Beginning in the summer of 2007 home price appreciation went negative and continues until this day.  Mortgage delinquencies exploded and foreclosures soared.   Suddenly, borrowers were trapped by falling values.   If there was any equity it disappeared.  The sale of the property or even refinancing the mortgage to take advantage of falling interest rates was impossible with mortgage debt exceeding the value of the home.  Borrowers were now trapped by their debt.

Here is what you need to know

Borrowers and Investors did not design these ill conceived programs that violated all recognized standards of underwriting.  Borrowers and Investors did not destroy vital instruments that provided proof ownership. 

Bankers created mortgage products that they knew could not be repaid without multiple future refinancing to avoid unfavorable resets.  This is a fraud upon borrowers (fraud in the inducement).  Additionally, a fraud was committed against investors who bought instruments that were rated AAA even though the underlying mortgages were not originated to AAA standards  link.   These instruments are held by pensions funds and other entities.  The losses awaiting these holders of these securities will be catastrophic.  The actual losses have already occurred and now await ownership.   I suspect that investors will soon be asking the bankers to buy back these fraudulent investments at par.  Where will the money come from to accomplish this?

Now we have discovered a new fraud being attempted during the foreclosure process.  Maybe we should call the new process "fraudclosure". There is a cover up of the fact that ownership cannot be provided to borrowers.  The magic phrase that borrowers (as well as title insurance providers) should utter is "show me the note".  During the recent foreclosure frenzy, lenders have changed locks on houses that were not delinquent.

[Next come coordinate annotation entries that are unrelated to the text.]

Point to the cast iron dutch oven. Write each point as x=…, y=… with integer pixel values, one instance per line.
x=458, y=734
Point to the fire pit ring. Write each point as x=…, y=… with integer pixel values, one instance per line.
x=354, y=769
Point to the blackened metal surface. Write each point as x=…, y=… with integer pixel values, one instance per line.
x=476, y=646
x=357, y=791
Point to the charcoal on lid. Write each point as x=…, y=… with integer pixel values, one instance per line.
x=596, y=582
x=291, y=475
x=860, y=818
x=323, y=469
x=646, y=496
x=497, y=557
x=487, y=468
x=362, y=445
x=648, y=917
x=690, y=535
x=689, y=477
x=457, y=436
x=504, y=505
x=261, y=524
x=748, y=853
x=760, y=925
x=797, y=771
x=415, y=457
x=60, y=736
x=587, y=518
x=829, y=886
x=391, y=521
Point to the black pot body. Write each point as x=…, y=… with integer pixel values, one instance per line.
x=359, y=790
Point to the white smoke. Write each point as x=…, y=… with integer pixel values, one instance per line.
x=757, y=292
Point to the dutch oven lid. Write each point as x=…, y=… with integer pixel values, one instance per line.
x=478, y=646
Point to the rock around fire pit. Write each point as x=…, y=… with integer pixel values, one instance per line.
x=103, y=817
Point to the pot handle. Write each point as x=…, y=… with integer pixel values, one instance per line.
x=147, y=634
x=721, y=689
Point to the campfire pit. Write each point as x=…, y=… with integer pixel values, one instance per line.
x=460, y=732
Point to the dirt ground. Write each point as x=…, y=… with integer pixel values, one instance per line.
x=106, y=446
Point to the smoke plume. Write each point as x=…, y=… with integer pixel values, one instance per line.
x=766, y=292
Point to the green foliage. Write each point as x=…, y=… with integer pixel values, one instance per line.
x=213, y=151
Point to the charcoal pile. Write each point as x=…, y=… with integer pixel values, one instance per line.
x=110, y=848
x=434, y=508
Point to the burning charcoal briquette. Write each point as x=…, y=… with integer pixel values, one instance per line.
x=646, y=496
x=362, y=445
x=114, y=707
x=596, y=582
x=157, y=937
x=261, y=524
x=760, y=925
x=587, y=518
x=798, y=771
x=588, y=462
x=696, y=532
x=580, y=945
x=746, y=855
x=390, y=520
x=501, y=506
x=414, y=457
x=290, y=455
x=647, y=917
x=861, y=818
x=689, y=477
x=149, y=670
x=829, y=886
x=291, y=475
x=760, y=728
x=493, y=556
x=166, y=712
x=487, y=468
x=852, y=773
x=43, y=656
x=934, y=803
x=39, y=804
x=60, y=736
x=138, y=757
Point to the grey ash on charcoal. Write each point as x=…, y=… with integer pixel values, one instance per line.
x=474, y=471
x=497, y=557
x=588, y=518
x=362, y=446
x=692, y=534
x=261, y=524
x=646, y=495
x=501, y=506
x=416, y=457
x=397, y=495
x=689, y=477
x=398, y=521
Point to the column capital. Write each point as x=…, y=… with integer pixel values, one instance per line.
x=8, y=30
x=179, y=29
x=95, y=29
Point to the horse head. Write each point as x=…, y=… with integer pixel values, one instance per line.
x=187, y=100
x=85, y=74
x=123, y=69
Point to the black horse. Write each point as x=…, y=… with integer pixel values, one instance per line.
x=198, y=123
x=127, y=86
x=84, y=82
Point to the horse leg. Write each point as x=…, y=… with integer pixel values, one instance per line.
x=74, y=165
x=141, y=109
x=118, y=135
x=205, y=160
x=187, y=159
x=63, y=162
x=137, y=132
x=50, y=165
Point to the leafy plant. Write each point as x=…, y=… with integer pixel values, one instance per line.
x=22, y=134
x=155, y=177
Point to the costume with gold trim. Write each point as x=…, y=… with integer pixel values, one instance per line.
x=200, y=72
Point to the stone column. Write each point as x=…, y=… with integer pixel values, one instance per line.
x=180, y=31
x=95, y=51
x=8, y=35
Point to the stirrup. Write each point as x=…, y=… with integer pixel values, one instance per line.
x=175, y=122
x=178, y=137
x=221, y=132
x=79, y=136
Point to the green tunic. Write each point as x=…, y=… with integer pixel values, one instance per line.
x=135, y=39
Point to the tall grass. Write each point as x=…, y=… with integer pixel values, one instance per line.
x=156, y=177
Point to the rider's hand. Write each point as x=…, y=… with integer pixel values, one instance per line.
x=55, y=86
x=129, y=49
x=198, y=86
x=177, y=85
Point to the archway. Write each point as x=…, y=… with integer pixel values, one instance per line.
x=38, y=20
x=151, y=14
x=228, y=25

They have foreclosed on the wrong homes. Multiple bankers are attempting foreclosure on the same property. There are even cases of foreclosure actions against homes that are "free and clear".   Legal documents have been forged and back dated.  "Oops, sorry just a clerical error.  Nothing to see here, now move along."  This is nonsense. 

As a result, foreclosure activity by Too Big To Fail (TBTF) bankers has been stopped.  Attorneys General in all 50 states are moving against illegal foreclosure activity.  Title insurers have now reacted by creating a list of exceptions in case a previous owner returns to claim a property that was wrongfully foreclosed.  If you buy a foreclosure please read the title policy.

Recently our Congress rushed H.R. 3808 (Interstate Recognition of Notarizations Act of 2010)  through both houses without recording their votes.  This bill would have replaced state specific  foreclosure requirements allowing bankers to select any state that is offering the easiest standards.  Fortunately, this bill received a pocket veto.  Gee, I wonder which interests were behind this bill?  Who is congress trying to protect?  Who are they attempting to throw under the bus?

I am not saying that borrowers deserve free homes.  The bankers are stuck between borrowers demanding proof of ownership and investors demanding repurchase of their securities.  Investors should demand to be repaid at par by the banks.  If the bankers don't have the money, then the regulators should shut them down.  The bankers or the remaining resolution agency should engage their borrowers who find themselves hopelessly underwater and offer realistic terms. These terms should include significant principal write downs to keep borrowers in their homes.  Abandoned, boarded up and ill kept homes destroy the property values of all homeowners.    

If you think TARP took care of the mortgage problem, you are wrong.  The mortgages and the problems are still out there.  The real estate price can not stabilize until the historic ratio for borrower leverage returns (2 1/4 to 2 1/2 times annual income).  Current home prices are too high to be affordable.  Hey Mr. Banker, your losses are still there awaiting recognition.